The EU AI Act classifies certain social robot applications (those used in sensitive contexts such as childcare or elder care) as high-risk AI systems, requiring conformity assessment, transparency, and human oversight.
9.3 Cultural Variation in HRI
Acceptance of and preferences for social robots vary substantially across cultures. Japan’s Shinto tradition of attributing kami (spirit) to inanimate objects is often cited as a reason for Japanese openness to humanoid and zoomorphic robots, though empirical evidence for this cultural explanation is contested. More reliably documented are differences in:
- Personal space norms: cultures vary in preferred interpersonal distance; robots must adapt proxemic behavior to cultural context.
- Gaze norms: sustained mutual gaze is a dominance or intimacy signal in some cultures and a politeness signal in others.
- Touch acceptability: the degree to which physical contact from a robot is welcomed varies across cultural groups and demographic factors.
9.4 Futures for Social Robotics
The near-term trajectory of social robotics is shaped by three converging developments:
Large language models as conversational backbones — integrating LLMs (GPT-4, Gemini, Claude) into robot dialogue systems dramatically improves conversational fluency and breadth of knowledge.

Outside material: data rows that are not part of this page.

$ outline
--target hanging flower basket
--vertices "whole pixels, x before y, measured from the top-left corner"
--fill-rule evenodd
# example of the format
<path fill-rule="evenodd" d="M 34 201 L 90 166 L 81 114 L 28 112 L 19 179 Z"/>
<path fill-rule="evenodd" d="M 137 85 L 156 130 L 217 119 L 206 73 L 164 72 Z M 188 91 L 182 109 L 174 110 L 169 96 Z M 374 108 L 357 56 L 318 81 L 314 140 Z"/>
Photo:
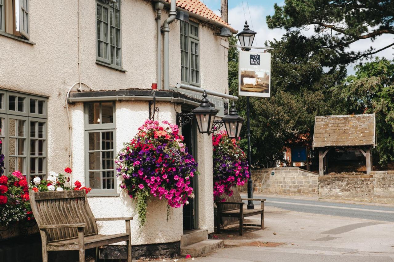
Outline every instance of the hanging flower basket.
<path fill-rule="evenodd" d="M 189 185 L 197 163 L 188 153 L 178 126 L 165 121 L 162 124 L 146 120 L 115 160 L 121 188 L 137 201 L 140 226 L 146 220 L 149 197 L 165 200 L 169 208 L 182 207 L 193 197 Z"/>
<path fill-rule="evenodd" d="M 215 199 L 220 199 L 223 194 L 231 196 L 231 187 L 243 186 L 249 178 L 246 156 L 239 147 L 238 141 L 230 139 L 225 131 L 212 136 Z"/>

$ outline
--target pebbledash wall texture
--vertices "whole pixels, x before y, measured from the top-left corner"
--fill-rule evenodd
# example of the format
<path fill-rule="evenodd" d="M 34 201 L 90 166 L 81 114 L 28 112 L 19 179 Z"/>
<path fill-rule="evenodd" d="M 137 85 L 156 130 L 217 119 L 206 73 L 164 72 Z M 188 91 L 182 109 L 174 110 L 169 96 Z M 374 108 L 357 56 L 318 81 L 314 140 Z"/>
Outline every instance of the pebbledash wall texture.
<path fill-rule="evenodd" d="M 260 193 L 317 194 L 318 176 L 313 172 L 296 167 L 261 168 L 252 170 L 253 191 Z M 247 187 L 245 184 L 241 190 L 246 192 Z"/>
<path fill-rule="evenodd" d="M 150 89 L 152 83 L 157 82 L 156 13 L 152 2 L 121 1 L 122 61 L 126 72 L 96 63 L 96 2 L 83 2 L 79 10 L 81 81 L 93 90 Z M 69 89 L 78 81 L 77 2 L 73 0 L 67 4 L 58 2 L 49 4 L 48 1 L 31 1 L 30 40 L 34 44 L 0 35 L 0 88 L 48 97 L 48 171 L 62 172 L 69 165 L 70 140 L 65 101 Z M 165 8 L 162 22 L 167 17 Z M 227 40 L 214 35 L 219 28 L 194 20 L 199 24 L 201 86 L 228 93 Z M 181 80 L 180 22 L 175 20 L 170 27 L 169 82 L 170 86 L 173 86 Z M 156 120 L 175 123 L 175 111 L 180 112 L 180 105 L 167 102 L 157 105 L 160 111 Z M 115 108 L 118 151 L 148 118 L 148 102 L 117 101 Z M 69 105 L 69 111 L 72 179 L 86 185 L 83 103 Z M 206 134 L 198 134 L 197 140 L 201 174 L 198 177 L 199 226 L 211 233 L 214 231 L 212 140 Z M 180 240 L 183 234 L 182 208 L 171 208 L 167 221 L 165 203 L 152 200 L 148 205 L 146 223 L 140 229 L 134 203 L 119 187 L 117 191 L 117 196 L 89 197 L 96 218 L 134 216 L 133 245 Z M 124 222 L 102 222 L 98 226 L 99 234 L 115 234 L 123 232 Z"/>

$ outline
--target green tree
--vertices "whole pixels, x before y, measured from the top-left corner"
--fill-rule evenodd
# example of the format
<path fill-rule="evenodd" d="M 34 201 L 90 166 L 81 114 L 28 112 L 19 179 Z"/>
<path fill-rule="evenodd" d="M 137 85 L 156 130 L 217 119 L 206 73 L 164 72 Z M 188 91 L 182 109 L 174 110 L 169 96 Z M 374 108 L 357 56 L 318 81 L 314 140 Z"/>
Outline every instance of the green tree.
<path fill-rule="evenodd" d="M 231 39 L 230 44 L 236 41 Z M 254 167 L 282 161 L 285 146 L 310 144 L 315 116 L 346 112 L 347 101 L 333 92 L 346 77 L 346 69 L 339 67 L 325 72 L 322 62 L 333 51 L 320 49 L 320 44 L 319 39 L 311 41 L 299 32 L 289 32 L 280 41 L 266 43 L 274 48 L 270 50 L 271 97 L 250 98 Z M 229 54 L 230 93 L 237 95 L 238 54 L 235 48 Z M 246 118 L 245 98 L 240 97 L 237 105 Z M 246 150 L 246 123 L 244 127 L 241 145 Z"/>
<path fill-rule="evenodd" d="M 393 62 L 376 57 L 357 65 L 355 75 L 348 76 L 333 92 L 349 105 L 349 113 L 375 114 L 377 146 L 373 152 L 381 166 L 394 161 Z"/>
<path fill-rule="evenodd" d="M 283 28 L 288 31 L 309 29 L 316 34 L 321 48 L 335 51 L 323 65 L 348 64 L 394 45 L 390 41 L 376 50 L 372 47 L 363 51 L 346 51 L 349 45 L 361 39 L 384 34 L 394 36 L 394 3 L 391 0 L 285 0 L 283 7 L 275 4 L 275 13 L 267 17 L 271 29 Z M 313 39 L 312 39 L 313 40 Z"/>

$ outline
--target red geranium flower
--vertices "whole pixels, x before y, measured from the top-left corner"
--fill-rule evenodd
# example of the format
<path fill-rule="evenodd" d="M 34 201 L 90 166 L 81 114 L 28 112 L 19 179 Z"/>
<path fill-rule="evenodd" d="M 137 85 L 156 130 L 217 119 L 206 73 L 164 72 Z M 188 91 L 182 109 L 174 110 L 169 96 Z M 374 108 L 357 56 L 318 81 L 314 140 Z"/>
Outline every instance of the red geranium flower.
<path fill-rule="evenodd" d="M 19 180 L 19 185 L 21 186 L 26 186 L 27 185 L 27 181 L 26 179 L 22 179 Z"/>
<path fill-rule="evenodd" d="M 0 185 L 0 193 L 4 194 L 8 190 L 8 188 L 6 186 Z"/>
<path fill-rule="evenodd" d="M 23 195 L 22 195 L 22 199 L 24 200 L 25 201 L 28 201 L 29 199 L 30 199 L 30 197 L 29 197 L 29 194 L 25 193 Z"/>
<path fill-rule="evenodd" d="M 0 196 L 0 205 L 6 204 L 8 199 L 5 196 Z"/>
<path fill-rule="evenodd" d="M 2 185 L 7 185 L 7 182 L 8 181 L 8 178 L 6 175 L 2 175 L 0 176 L 0 184 Z"/>
<path fill-rule="evenodd" d="M 81 184 L 81 182 L 78 181 L 78 180 L 75 181 L 75 182 L 74 183 L 74 185 L 75 185 L 75 186 L 78 187 L 78 188 L 81 187 L 81 186 L 82 185 Z"/>

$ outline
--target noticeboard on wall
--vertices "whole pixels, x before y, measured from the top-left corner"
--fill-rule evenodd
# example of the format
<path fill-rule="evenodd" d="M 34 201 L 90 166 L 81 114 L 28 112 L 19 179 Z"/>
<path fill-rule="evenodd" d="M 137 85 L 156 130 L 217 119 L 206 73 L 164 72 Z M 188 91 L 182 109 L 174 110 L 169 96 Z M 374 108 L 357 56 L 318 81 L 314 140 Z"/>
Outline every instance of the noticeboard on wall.
<path fill-rule="evenodd" d="M 271 95 L 271 54 L 240 51 L 240 96 L 269 97 Z"/>

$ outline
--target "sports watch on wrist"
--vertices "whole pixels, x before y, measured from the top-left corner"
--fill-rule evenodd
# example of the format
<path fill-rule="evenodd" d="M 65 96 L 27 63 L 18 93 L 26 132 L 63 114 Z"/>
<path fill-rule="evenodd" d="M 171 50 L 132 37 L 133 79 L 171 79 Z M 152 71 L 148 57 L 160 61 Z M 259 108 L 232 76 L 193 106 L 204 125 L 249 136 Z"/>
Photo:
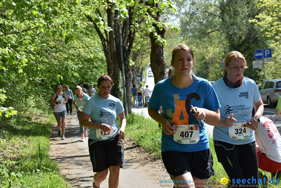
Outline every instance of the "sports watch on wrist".
<path fill-rule="evenodd" d="M 255 116 L 254 117 L 254 118 L 256 118 L 256 119 L 257 119 L 257 120 L 258 120 L 258 123 L 260 123 L 260 118 L 259 118 L 257 116 Z"/>

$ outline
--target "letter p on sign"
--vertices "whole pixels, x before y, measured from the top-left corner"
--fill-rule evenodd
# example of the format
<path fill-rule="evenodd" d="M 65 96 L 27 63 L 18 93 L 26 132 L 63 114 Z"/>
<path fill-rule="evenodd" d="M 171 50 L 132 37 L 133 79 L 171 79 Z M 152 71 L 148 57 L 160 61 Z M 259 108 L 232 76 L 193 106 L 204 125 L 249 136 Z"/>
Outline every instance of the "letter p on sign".
<path fill-rule="evenodd" d="M 271 53 L 271 49 L 267 49 L 263 50 L 264 58 L 266 57 L 271 57 L 272 54 Z"/>

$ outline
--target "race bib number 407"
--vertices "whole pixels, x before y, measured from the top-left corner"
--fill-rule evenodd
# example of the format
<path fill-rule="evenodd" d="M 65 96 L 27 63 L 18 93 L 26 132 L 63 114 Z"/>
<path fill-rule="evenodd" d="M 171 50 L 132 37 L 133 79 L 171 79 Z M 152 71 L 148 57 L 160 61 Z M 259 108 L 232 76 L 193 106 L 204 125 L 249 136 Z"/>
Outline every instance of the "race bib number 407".
<path fill-rule="evenodd" d="M 233 140 L 245 139 L 250 135 L 251 129 L 248 128 L 250 123 L 247 121 L 233 123 L 232 126 L 228 127 L 228 134 L 230 138 Z"/>
<path fill-rule="evenodd" d="M 173 135 L 174 141 L 178 143 L 194 144 L 200 139 L 199 128 L 197 124 L 174 124 L 173 126 L 177 130 Z"/>

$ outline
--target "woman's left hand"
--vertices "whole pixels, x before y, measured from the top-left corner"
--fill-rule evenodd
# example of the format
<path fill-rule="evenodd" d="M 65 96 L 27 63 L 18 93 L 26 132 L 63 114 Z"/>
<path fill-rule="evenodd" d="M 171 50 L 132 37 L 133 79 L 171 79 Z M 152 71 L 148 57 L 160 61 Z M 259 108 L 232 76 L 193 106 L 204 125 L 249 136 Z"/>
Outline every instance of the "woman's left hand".
<path fill-rule="evenodd" d="M 259 126 L 259 123 L 258 123 L 258 120 L 255 118 L 253 118 L 250 120 L 251 123 L 247 126 L 250 129 L 252 129 L 255 131 L 258 128 Z"/>
<path fill-rule="evenodd" d="M 194 115 L 195 117 L 197 118 L 200 121 L 203 120 L 206 117 L 206 112 L 205 110 L 206 109 L 196 107 L 194 107 L 194 108 L 197 111 L 196 112 L 194 112 Z M 192 108 L 189 112 L 192 112 L 193 110 Z"/>
<path fill-rule="evenodd" d="M 118 137 L 118 138 L 119 139 L 123 139 L 125 138 L 125 130 L 124 129 L 121 128 L 119 129 L 119 131 L 117 133 L 120 134 L 119 136 Z"/>

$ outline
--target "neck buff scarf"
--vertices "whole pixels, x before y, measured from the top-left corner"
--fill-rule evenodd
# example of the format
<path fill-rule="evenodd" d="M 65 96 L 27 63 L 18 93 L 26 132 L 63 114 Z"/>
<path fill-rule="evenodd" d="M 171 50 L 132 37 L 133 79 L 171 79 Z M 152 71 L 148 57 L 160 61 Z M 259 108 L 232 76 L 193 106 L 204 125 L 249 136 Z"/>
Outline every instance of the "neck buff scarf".
<path fill-rule="evenodd" d="M 233 89 L 236 88 L 241 86 L 242 83 L 243 82 L 243 79 L 244 78 L 244 76 L 242 75 L 242 76 L 241 77 L 241 79 L 239 81 L 238 83 L 236 84 L 232 84 L 229 82 L 229 80 L 228 80 L 228 78 L 227 78 L 227 73 L 225 74 L 223 79 L 223 81 L 225 81 L 225 83 L 226 85 L 231 88 Z"/>

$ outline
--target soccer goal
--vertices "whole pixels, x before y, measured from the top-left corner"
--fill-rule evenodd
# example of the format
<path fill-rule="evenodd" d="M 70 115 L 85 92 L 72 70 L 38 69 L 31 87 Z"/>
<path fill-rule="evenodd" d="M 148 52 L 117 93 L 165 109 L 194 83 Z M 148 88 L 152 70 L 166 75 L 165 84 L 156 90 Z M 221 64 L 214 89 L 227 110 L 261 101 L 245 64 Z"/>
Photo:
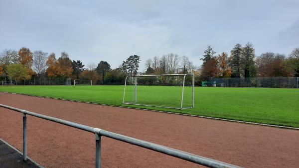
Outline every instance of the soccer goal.
<path fill-rule="evenodd" d="M 194 106 L 193 74 L 128 76 L 123 103 L 185 109 Z"/>
<path fill-rule="evenodd" d="M 90 79 L 75 79 L 74 86 L 76 85 L 92 85 L 92 80 Z"/>

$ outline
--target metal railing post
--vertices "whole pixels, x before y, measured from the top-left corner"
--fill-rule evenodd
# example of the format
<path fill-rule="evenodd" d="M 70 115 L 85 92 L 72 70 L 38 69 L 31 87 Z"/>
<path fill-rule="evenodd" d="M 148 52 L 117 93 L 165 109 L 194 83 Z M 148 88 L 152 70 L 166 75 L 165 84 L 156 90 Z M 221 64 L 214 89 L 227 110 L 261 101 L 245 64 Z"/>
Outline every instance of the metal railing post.
<path fill-rule="evenodd" d="M 101 136 L 96 135 L 96 168 L 101 168 Z"/>
<path fill-rule="evenodd" d="M 23 113 L 23 160 L 27 161 L 27 117 Z"/>

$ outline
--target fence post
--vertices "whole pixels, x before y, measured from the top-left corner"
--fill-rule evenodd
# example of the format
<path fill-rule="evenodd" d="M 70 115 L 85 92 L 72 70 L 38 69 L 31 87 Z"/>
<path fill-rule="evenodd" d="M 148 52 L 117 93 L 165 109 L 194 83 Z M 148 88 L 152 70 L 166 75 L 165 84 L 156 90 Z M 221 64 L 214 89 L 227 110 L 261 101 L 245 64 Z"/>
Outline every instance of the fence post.
<path fill-rule="evenodd" d="M 96 133 L 96 168 L 101 168 L 101 136 Z"/>
<path fill-rule="evenodd" d="M 26 114 L 23 113 L 23 160 L 27 160 L 27 133 Z"/>

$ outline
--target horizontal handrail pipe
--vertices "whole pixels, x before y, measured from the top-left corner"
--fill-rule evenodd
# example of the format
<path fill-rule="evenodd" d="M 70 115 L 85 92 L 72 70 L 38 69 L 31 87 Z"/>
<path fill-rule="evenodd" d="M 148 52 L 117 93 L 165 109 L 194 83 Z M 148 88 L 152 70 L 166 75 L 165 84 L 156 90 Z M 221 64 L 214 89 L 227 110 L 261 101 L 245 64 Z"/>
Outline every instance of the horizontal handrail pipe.
<path fill-rule="evenodd" d="M 188 153 L 182 151 L 168 148 L 160 145 L 152 143 L 138 139 L 126 136 L 121 134 L 105 131 L 97 128 L 93 128 L 84 125 L 64 120 L 54 117 L 52 117 L 38 113 L 36 113 L 25 110 L 20 109 L 15 107 L 0 104 L 0 107 L 5 108 L 9 110 L 13 110 L 23 114 L 23 160 L 26 160 L 26 115 L 32 116 L 37 118 L 52 121 L 68 126 L 71 127 L 77 128 L 83 131 L 94 133 L 96 135 L 96 168 L 101 168 L 101 137 L 105 136 L 113 139 L 122 141 L 132 145 L 134 145 L 144 148 L 148 149 L 152 151 L 156 151 L 167 155 L 174 157 L 185 161 L 192 162 L 195 164 L 205 166 L 213 168 L 239 168 L 240 167 L 225 163 L 220 161 L 214 160 L 199 156 L 196 155 Z"/>

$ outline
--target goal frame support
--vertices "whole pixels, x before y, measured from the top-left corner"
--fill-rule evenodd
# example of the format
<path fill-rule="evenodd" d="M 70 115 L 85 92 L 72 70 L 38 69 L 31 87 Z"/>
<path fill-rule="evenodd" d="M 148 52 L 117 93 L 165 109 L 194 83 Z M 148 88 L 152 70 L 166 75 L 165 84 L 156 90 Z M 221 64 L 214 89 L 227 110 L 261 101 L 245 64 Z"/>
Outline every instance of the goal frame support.
<path fill-rule="evenodd" d="M 90 85 L 92 86 L 92 79 L 74 79 L 74 86 L 76 86 L 76 80 L 90 81 Z"/>
<path fill-rule="evenodd" d="M 183 100 L 184 100 L 184 88 L 185 87 L 185 78 L 186 77 L 186 76 L 187 76 L 187 75 L 192 76 L 192 104 L 191 104 L 191 106 L 190 106 L 190 107 L 186 107 L 183 108 Z M 181 100 L 180 108 L 161 106 L 154 106 L 154 105 L 150 105 L 142 104 L 137 103 L 137 77 L 146 77 L 146 76 L 183 76 L 183 86 L 182 86 L 182 97 L 181 97 Z M 126 94 L 126 87 L 127 86 L 127 79 L 128 78 L 128 77 L 135 77 L 135 103 L 136 103 L 125 102 L 125 96 Z M 123 97 L 123 104 L 131 104 L 131 105 L 140 105 L 140 106 L 145 106 L 162 107 L 162 108 L 167 108 L 179 109 L 179 110 L 184 110 L 184 109 L 189 109 L 191 108 L 193 108 L 194 107 L 194 79 L 195 79 L 194 74 L 193 73 L 127 76 L 127 77 L 126 77 L 126 79 L 125 80 L 125 88 L 124 89 L 124 96 Z"/>

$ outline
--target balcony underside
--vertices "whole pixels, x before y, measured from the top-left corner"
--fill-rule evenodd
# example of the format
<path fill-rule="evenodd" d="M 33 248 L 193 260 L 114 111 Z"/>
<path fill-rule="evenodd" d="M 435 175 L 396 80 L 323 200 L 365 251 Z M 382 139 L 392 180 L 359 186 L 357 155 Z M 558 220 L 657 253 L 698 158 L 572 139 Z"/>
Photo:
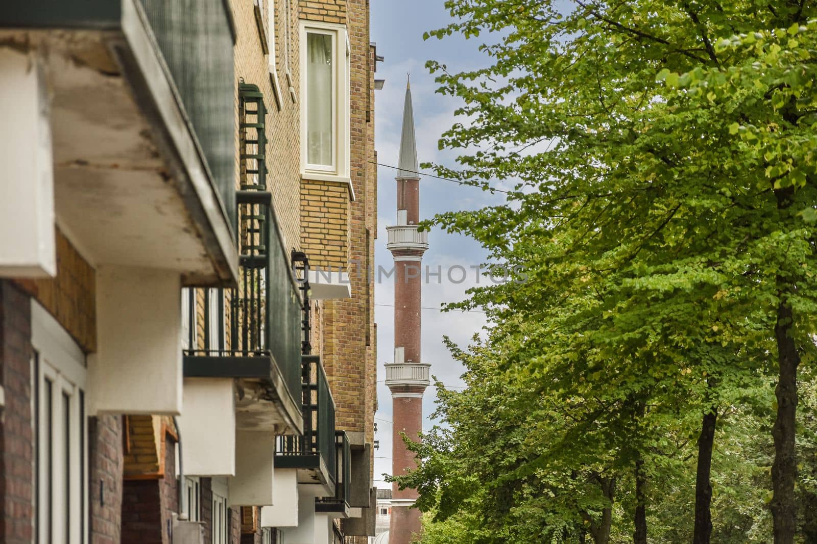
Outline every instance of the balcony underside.
<path fill-rule="evenodd" d="M 184 285 L 234 283 L 230 222 L 139 5 L 97 2 L 105 8 L 96 15 L 109 20 L 72 21 L 53 14 L 62 2 L 47 3 L 48 20 L 30 24 L 15 20 L 29 2 L 0 7 L 0 27 L 51 29 L 0 28 L 0 47 L 39 57 L 44 69 L 57 225 L 94 266 L 178 271 Z"/>
<path fill-rule="evenodd" d="M 235 378 L 239 390 L 235 426 L 239 430 L 273 430 L 276 435 L 303 433 L 301 407 L 292 399 L 278 365 L 269 354 L 185 355 L 184 375 Z"/>
<path fill-rule="evenodd" d="M 320 455 L 276 455 L 275 468 L 297 469 L 299 486 L 308 486 L 314 497 L 327 497 L 335 492 L 335 483 Z M 303 489 L 303 488 L 299 488 Z"/>
<path fill-rule="evenodd" d="M 315 511 L 333 514 L 332 517 L 341 520 L 350 517 L 349 505 L 340 500 L 315 501 Z"/>

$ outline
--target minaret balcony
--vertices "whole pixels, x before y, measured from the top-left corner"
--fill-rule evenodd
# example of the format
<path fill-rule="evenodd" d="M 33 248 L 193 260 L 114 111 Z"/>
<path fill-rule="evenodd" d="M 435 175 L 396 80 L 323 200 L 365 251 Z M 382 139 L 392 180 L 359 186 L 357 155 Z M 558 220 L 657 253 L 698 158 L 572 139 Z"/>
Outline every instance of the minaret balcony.
<path fill-rule="evenodd" d="M 394 250 L 420 250 L 428 249 L 428 231 L 418 230 L 417 225 L 395 225 L 386 227 L 388 240 L 386 248 L 390 251 Z"/>
<path fill-rule="evenodd" d="M 386 365 L 386 385 L 388 387 L 400 386 L 419 386 L 427 387 L 431 385 L 431 365 L 428 363 L 396 363 Z"/>

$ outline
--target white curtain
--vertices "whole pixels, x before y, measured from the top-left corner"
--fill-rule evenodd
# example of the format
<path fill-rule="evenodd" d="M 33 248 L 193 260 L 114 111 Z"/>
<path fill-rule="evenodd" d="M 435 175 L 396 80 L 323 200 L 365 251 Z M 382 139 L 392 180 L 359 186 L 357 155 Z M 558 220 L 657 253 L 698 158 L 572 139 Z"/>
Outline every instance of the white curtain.
<path fill-rule="evenodd" d="M 333 166 L 332 36 L 306 34 L 306 161 Z"/>

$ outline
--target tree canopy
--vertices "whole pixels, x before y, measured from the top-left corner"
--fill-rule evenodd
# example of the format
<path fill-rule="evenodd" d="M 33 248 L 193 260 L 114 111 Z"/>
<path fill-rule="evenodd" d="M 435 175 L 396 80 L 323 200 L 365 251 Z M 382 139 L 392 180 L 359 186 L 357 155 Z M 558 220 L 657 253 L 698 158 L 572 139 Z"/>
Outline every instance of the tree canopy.
<path fill-rule="evenodd" d="M 433 167 L 513 189 L 435 221 L 526 281 L 453 305 L 491 327 L 400 479 L 425 541 L 817 538 L 817 7 L 446 6 L 428 38 L 489 38 L 428 64 L 462 104 Z"/>

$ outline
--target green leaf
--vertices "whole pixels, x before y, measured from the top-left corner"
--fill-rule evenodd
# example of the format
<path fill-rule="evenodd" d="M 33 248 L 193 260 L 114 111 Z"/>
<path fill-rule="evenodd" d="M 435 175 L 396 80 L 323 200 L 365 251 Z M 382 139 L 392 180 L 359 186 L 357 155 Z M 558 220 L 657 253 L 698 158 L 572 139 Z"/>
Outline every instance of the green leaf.
<path fill-rule="evenodd" d="M 804 208 L 798 215 L 806 223 L 815 223 L 817 221 L 817 210 L 815 210 L 813 206 Z"/>

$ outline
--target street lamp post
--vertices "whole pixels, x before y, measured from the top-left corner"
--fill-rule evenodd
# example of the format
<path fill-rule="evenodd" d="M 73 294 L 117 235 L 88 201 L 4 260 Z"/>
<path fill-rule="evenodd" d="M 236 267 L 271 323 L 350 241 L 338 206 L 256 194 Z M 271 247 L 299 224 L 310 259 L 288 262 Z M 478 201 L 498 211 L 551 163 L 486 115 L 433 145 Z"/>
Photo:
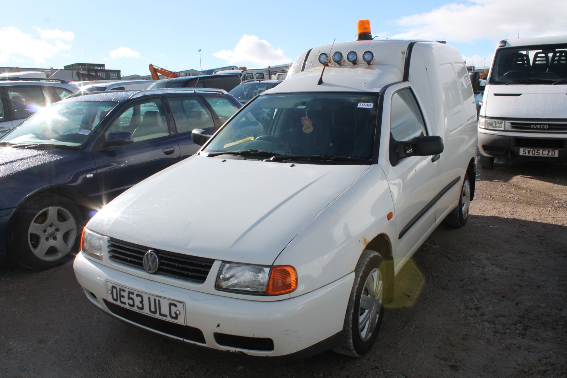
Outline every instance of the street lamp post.
<path fill-rule="evenodd" d="M 201 49 L 199 49 L 199 70 L 200 75 L 203 74 L 203 65 L 201 64 Z"/>

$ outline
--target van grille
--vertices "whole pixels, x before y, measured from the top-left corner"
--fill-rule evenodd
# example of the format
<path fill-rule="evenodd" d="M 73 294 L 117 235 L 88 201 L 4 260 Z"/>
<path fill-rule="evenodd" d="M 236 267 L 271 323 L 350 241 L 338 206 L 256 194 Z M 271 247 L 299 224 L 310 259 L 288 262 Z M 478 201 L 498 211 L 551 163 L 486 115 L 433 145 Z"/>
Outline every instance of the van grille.
<path fill-rule="evenodd" d="M 214 341 L 219 345 L 238 349 L 266 351 L 274 350 L 274 341 L 263 337 L 247 337 L 215 332 Z"/>
<path fill-rule="evenodd" d="M 562 148 L 565 139 L 550 139 L 543 138 L 516 138 L 516 147 L 531 148 Z"/>
<path fill-rule="evenodd" d="M 205 343 L 205 336 L 203 335 L 202 332 L 198 328 L 182 324 L 176 324 L 162 319 L 157 319 L 136 311 L 129 310 L 128 308 L 125 308 L 117 304 L 111 303 L 106 299 L 103 299 L 103 301 L 111 312 L 117 316 L 124 318 L 136 324 L 143 325 L 159 332 L 189 341 L 200 342 L 202 344 Z"/>
<path fill-rule="evenodd" d="M 159 268 L 156 274 L 163 274 L 202 283 L 214 262 L 212 258 L 196 257 L 161 249 L 149 248 L 122 240 L 111 239 L 108 241 L 108 258 L 111 261 L 143 269 L 143 255 L 149 250 L 159 257 Z"/>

Remaining challenges include hallucination (the robot asserts things it cannot do or that are false), latency (LLM inference introduces response delays), and grounding (language about the physical world must be connected to robot perception and action).
Generative behavior and motion — generative models trained on human motion capture and social video can produce contextually appropriate non-verbal behavior, reducing the need for hand-crafted gesture scripting.
Personalization and lifelong learning — robots that learn individual user preferences, update models of the user’s state over months-long deployments, and adapt their behavior accordingly will shift from novelty to genuine utility in companion and therapeutic applications.
The central challenge remains the gap between laboratory and field: results from controlled studies with short interaction sessions often fail to replicate in naturalistic long-term deployments. Advancing the field requires sustained investment in longitudinal field studies, open datasets, and standardized evaluation protocols that support comparison across systems and contexts.